The Twitter responses underlined for us the responsibility we held as the catalyst for a mass gathering. As live entertainers, we share a goal of bringing hundreds or thousands of people together for a few hours in one room. Even if most of our fans remained COVID-free, what if one of them brought the virus home to their kids? What if our show directly led to the hospitalization of a vulnerable senior? Concerts earlier in the year became known as superspreader events; is that really what we’re meant to be doing here?

A particularly heavy band Zoom concluded with a collective decision to postpone the tour. We were able to find new dates for the biggest pair of shows in Boston. And we continue to scramble for the rest of the make-up shows.

Watching our peers wrestle with these same dynamics has been gut-wrenching. Our Vermont pals Phish delayed their annual four-night run at Madison Square Garden. Adele postponed three months of weekend shows in Las Vegas the night before her first concert, saying, “Half my team are down with covid.” Elton John, Jason Isbell, and the Fugees all cited COVID in the cancellation or postponement of their shows. Wilco front man Jeff Tweedy summed up the chaos: “A lot of rocks and a lot of hard places.” For bands and promoters, there is no ideal solution. This is not an ideal time.
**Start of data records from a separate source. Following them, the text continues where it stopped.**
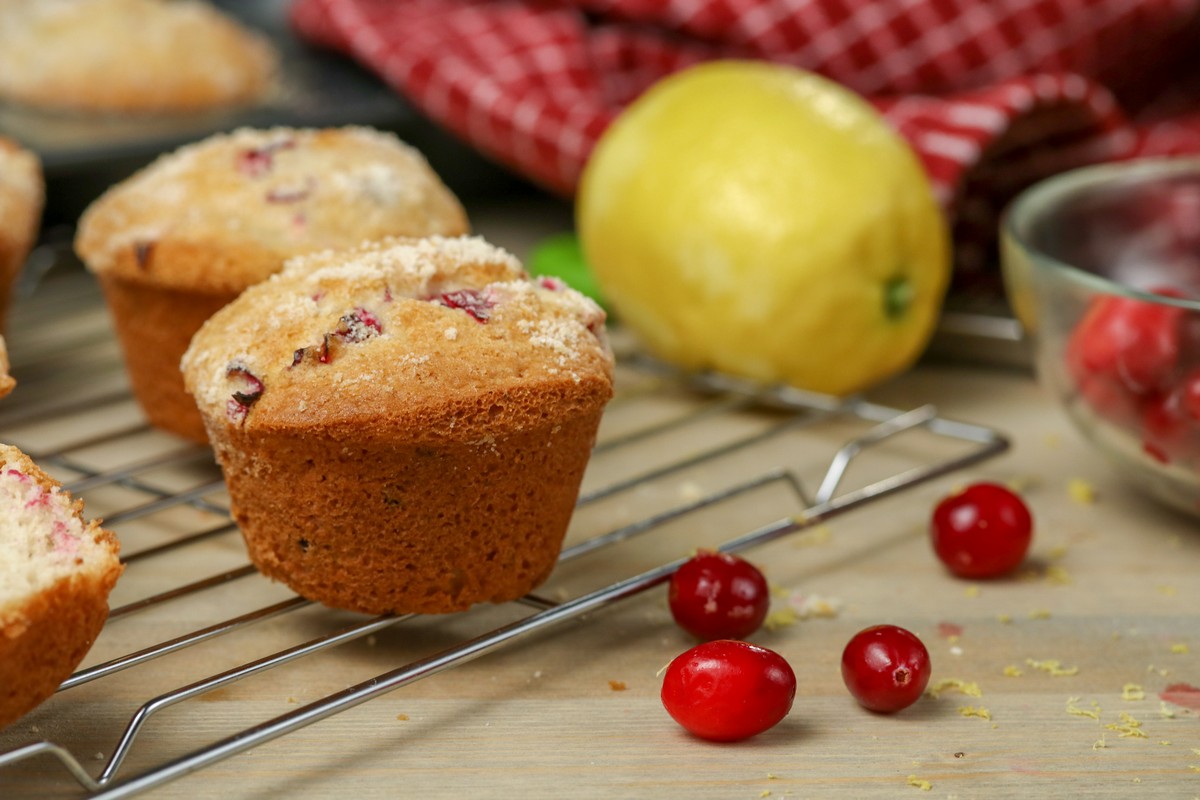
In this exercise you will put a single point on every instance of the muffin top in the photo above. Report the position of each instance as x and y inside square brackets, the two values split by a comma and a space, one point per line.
[129, 55]
[225, 212]
[413, 338]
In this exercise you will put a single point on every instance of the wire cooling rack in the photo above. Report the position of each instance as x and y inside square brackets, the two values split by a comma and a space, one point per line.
[682, 446]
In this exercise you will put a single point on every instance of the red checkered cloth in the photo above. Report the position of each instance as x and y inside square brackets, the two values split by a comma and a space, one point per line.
[991, 94]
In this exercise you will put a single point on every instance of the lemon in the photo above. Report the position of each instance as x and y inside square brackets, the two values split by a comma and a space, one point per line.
[766, 222]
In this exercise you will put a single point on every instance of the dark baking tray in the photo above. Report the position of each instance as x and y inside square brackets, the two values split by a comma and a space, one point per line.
[84, 154]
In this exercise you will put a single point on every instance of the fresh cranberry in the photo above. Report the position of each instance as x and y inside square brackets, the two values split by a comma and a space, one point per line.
[1133, 342]
[1170, 422]
[143, 252]
[886, 668]
[729, 690]
[1189, 395]
[249, 390]
[719, 596]
[358, 325]
[256, 162]
[473, 301]
[982, 531]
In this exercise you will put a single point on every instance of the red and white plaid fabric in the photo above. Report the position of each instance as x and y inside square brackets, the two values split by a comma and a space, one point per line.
[991, 94]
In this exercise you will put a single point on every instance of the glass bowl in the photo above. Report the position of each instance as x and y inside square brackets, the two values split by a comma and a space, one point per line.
[1102, 268]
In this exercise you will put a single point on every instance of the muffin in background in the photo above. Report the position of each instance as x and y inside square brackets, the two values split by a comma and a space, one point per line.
[22, 197]
[57, 571]
[185, 235]
[403, 427]
[130, 56]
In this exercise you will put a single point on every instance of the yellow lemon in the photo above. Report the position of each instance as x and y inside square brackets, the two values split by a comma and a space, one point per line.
[766, 222]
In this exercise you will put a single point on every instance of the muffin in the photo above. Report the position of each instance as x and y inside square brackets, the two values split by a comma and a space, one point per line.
[7, 383]
[55, 575]
[130, 56]
[22, 196]
[181, 238]
[403, 427]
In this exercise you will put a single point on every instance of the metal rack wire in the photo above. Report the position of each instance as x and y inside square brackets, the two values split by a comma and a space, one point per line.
[165, 499]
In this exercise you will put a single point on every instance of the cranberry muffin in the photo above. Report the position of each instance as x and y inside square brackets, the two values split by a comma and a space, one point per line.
[181, 238]
[403, 427]
[57, 572]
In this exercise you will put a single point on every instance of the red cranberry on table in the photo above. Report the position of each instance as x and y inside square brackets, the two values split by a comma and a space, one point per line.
[729, 690]
[719, 596]
[982, 531]
[886, 668]
[1131, 342]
[Read: A catastrophe for the night economy]

But performers are not alone in these emotional and practical gymnastics. Every single one of us, whether or not we’re in a band, has been grappling with this mental calculus for the past 22 months. Every time one of us sends our kids off to school, declines or accepts an invite to a backyard barbecue, sits down at a restaurant, visits our parents, or goes on a needed work trip, our math brain lights up. We’ve all become amateur epidemiologists with calculators in hand, tallying up risk exposure x fun quotient x emotional needs x material needs to figure out whether to stay in or go out. When simply coexisting in society becomes an existential threat, who isn’t utterly exhausted by it all?

Still, this pandemic is predictable in nothing but its unpredictability. For now, boosters seem to offer solid protection against Omicron, hospitalization admissions may be starting to wane in some parts of the country, and even Anthony Fauci, never the sunniest of prognosticators, has said that he believes there may be “turnaround” across the country soon. And so a twinge of genuine hope percolates through many of my conversations for the first time in a long while. Perhaps sooner than later, we’ll find ourselves safely in a post-Omicron world, a post-pandemic world, a veritable Bourbon Street U.S.A. Sign me up—I can’t wait to get back to work.